Dikatakan pula, sejauh ini masih banyak pendaftar nekat memasukkan data nomor KK ganda ke dalam formulir pendaftaran.

“Ada potensi kecurangan yang mengarah ke situ. Banyak yang dobel KK. Mereka cuma ganti tanggalnya saja, tapi kami kan tugasnya cuma merekam datanya. Berapa banyak yang curang itu nanti ketahuannya di sekolah,” ujarnya.

Menurut Ulfa Madiana, jumlah komplain yang diterimanya dari sambungan telepon juga cenderung meningkat. Tercatat di hari ketiga PPDB, dirinyanya telah menerima 500 lebih komplain dari orang tua calon peserta didik.

“Aduan dari telepon malah naik dua kali lipat. Sekitar 500 lebih melayangkan komplain ke pos layanan PPDB Disdikbud,” kata dia.

Pada hari pertama pelaksanaan PPDB, para calon siswa dan orang tua umumnya mengeluhkan sulitnya melakukan verifikasi Nomor Induk Kependudukan (NIK) lantaran membludaknya jumlah pendaftar. Sementara kuota yang disediakan terbatas hanya 300 ribu orang.

Menyikapi hal itu, Ulfa Madiana pun memastikan kejadian tersebut tak akan menjadi kendala lagi. Pasalnya, saat ini kuota sudah ditambah menjadi 1 juta orang setiap hari.
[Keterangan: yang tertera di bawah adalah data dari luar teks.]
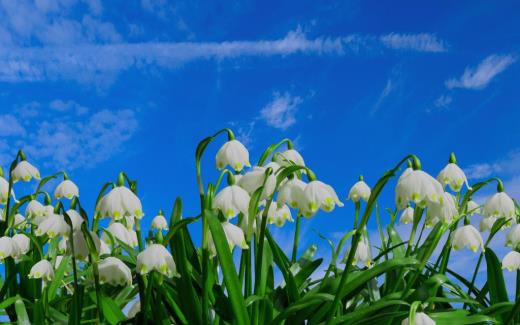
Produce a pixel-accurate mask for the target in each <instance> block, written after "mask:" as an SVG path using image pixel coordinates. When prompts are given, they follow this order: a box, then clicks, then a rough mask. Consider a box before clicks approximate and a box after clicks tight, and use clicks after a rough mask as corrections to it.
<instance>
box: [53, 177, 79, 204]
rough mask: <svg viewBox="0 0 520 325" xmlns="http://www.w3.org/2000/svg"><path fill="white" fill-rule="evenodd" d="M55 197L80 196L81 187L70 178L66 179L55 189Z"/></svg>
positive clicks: (69, 198) (54, 192) (76, 196)
mask: <svg viewBox="0 0 520 325" xmlns="http://www.w3.org/2000/svg"><path fill="white" fill-rule="evenodd" d="M54 197H55V198H56V199H57V200H59V199H61V198H63V197H64V198H67V199H69V200H70V199H72V198H73V197H79V189H78V187H77V186H76V184H74V183H73V182H72V181H71V180H70V179H65V180H63V181H62V182H61V183H60V184H58V186H57V187H56V189H55V190H54Z"/></svg>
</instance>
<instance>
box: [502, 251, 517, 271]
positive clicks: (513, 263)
mask: <svg viewBox="0 0 520 325" xmlns="http://www.w3.org/2000/svg"><path fill="white" fill-rule="evenodd" d="M502 268H503V269H508V270H509V272H513V271H518V270H520V253H519V252H515V251H511V252H509V253H507V254H506V256H504V258H503V259H502Z"/></svg>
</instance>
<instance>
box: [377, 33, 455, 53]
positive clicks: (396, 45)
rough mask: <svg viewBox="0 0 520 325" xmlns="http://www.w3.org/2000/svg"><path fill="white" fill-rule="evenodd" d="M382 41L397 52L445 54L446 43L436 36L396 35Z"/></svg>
mask: <svg viewBox="0 0 520 325" xmlns="http://www.w3.org/2000/svg"><path fill="white" fill-rule="evenodd" d="M380 39H381V41H382V42H383V44H384V45H386V46H387V47H389V48H392V49H396V50H413V51H418V52H445V51H447V48H446V45H445V43H444V42H443V41H442V40H440V39H439V38H437V36H436V35H434V34H428V33H421V34H396V33H391V34H388V35H383V36H381V38H380Z"/></svg>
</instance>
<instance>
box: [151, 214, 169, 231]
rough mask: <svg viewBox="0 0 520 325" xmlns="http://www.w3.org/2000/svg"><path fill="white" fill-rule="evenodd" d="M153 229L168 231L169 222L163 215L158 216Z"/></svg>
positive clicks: (154, 220) (153, 226)
mask: <svg viewBox="0 0 520 325" xmlns="http://www.w3.org/2000/svg"><path fill="white" fill-rule="evenodd" d="M152 229H157V230H168V221H166V218H165V217H164V216H163V215H162V214H158V215H157V216H155V218H153V220H152Z"/></svg>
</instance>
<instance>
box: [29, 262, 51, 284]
mask: <svg viewBox="0 0 520 325" xmlns="http://www.w3.org/2000/svg"><path fill="white" fill-rule="evenodd" d="M28 277H29V279H43V280H45V281H52V279H53V278H54V269H53V268H52V265H51V263H50V262H49V261H47V260H41V261H39V262H38V263H36V264H34V266H33V267H32V268H31V271H30V272H29V275H28Z"/></svg>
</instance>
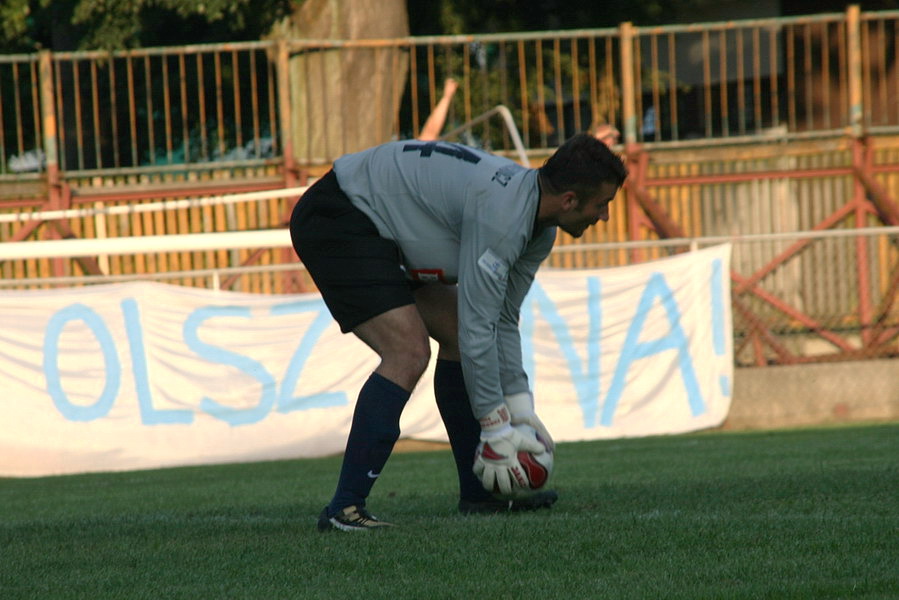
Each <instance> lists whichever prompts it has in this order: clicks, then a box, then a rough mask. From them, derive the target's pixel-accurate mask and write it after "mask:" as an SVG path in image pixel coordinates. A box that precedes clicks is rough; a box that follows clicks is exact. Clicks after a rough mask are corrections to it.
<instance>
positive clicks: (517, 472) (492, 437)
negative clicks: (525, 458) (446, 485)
mask: <svg viewBox="0 0 899 600" xmlns="http://www.w3.org/2000/svg"><path fill="white" fill-rule="evenodd" d="M480 423H481V443H480V445H478V450H477V452H476V453H475V461H474V468H473V469H474V473H475V475H477V477H478V478H479V479H480V480H481V484H482V485H483V486H484V488H485V489H486V490H487V491H489V492H499V493H500V494H503V495H508V494H511V493H512V488H513V487H521V488H525V489H526V488H528V487H529V482H528V478H527V475H526V474H525V471H524V469H523V468H522V466H521V463H520V462H518V453H519V452H535V453H540V452H543V451H544V450H545V448H544V446H543V444H542V443H541V442H540V441H539V440H538V439H537V438H536V437H530V436H526V435H523V434H522V433H521V431H519V430H518V429H515V428H513V427H512V421H511V416H510V415H509V409H508V407H507V406H506V405H505V404H500V405H499V406H498V407H496V408H495V409H493V410H492V411H490V412H489V413H488V414H487V415H486V416H484V417H483V418H481V419H480Z"/></svg>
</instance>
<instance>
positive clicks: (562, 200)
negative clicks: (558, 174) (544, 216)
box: [561, 191, 578, 212]
mask: <svg viewBox="0 0 899 600" xmlns="http://www.w3.org/2000/svg"><path fill="white" fill-rule="evenodd" d="M561 204H562V210H563V211H564V212H570V211H572V210H574V209H575V208H577V205H578V200H577V194H575V193H574V192H571V191H568V192H562V202H561Z"/></svg>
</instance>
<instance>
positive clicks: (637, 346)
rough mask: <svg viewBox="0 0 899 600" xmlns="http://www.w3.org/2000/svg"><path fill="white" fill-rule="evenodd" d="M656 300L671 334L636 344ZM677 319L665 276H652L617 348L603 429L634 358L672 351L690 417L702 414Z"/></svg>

“Mungkin masih beranggapan pendaftarannya cepat-cepatan, padahal kan tidak. Jadi tidak perlu buru-buru,” tuturnya.

Ulfa Madiana pun meminta masyarakat yang menemui kendala saat proses pendaftaran PPDB agar berkonsultasi ke posko layanan informasi dan pengaduan PPDB di kantor Disdikbud Jateng. Pihaknya juga menyediakan layanan melalui sambungan telepon dengan nomor hotline (024) 86041265.